Combinator parsing involves functions that take an input, consume some or none of the input, and then return inputs where the next parsing step can resume. These parser functions usually also return a value. Assuming the input is a string, this leads to the following signature:
type Parser<Value> = (String) -> Set<(Value, String)>
Usually, we require that the parser is unambiguous so that instead of a set we'd return an Option/Maybe type. To support meaningful parsing errors it would also be possible to return something like (Either<Value, Error>, String)
However, it is not necessary that the input is a string. Instead, the input could also be some richer data structure:
struct Input {
source: String,
offset: uint,
filename: String,
}
type Parser<Value> = (Input) -> Set<(Value, Input)>
For this particular example: when input is consumed, only the offset is changed, whereas the source string is left untouched. Alternatively but equivalently, all the parsing functions could just use the offset as input, and capture the source string as a closure.
Indeed, such a structure is used by many combinator parsing libraries such as Parsec by default. Instead of Input, terms such as Stream or Source might be used instead.
This has two consequences:
- We can provide an input that makes it possible to discover the line number and column of the current position. The input may track this explicitly, or only implicitly through the offset (lineno: count preceding newlines, col: count characters since the last newline). Of course, this information can be cached or pre-processed into a lookup table.
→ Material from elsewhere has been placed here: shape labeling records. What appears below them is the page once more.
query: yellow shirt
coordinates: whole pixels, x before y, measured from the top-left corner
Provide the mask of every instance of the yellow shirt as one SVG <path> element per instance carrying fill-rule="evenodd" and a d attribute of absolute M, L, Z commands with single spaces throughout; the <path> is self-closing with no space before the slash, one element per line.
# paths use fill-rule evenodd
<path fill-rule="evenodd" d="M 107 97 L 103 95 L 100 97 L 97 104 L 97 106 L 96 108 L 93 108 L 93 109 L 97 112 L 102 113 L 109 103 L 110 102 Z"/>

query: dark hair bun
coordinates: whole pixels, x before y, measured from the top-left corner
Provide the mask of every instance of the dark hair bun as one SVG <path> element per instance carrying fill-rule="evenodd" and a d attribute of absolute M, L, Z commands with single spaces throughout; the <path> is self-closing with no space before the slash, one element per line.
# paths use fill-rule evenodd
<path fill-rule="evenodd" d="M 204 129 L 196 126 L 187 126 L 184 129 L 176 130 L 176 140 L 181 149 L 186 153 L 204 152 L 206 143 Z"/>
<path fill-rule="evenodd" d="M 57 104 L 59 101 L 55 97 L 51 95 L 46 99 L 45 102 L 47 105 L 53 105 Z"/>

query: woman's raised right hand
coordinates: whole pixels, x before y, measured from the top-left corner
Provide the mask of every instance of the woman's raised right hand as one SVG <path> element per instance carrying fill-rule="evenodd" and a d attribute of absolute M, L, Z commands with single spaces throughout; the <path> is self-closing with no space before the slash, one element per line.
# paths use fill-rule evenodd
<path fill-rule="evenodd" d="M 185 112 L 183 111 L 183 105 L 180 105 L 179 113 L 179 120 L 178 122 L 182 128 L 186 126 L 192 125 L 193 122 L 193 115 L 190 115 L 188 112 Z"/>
If you only need location information in case there was an error, it can make sense to calculate line/col lazily.
- We can put location information into the values returned by the parsing function.
So the typical solution is more like your #1, but this does not lead to duplicated work. The location information isn't necessarily tracked as part of a monad, but it's threaded through the parsers represented by monads. However, Parsec in particular does treat this information as state that is tracked implicitly by the monad. The current input position can be accessed by methods that operate on this monad.
We do not pre-process tokens since combinator parsing is usually scannerless, so there are no tokens. We just naturally track location information as part of the input type. Of course, many combinator parsing libraries offer “primitive” parsers that return tokens of a particular type, and this type might also track source position by default.
You will also have to manually attach location information to the types your parser returns. Combinator parsing is agnostic to your data model, so you have to design a data model that retains sufficient information.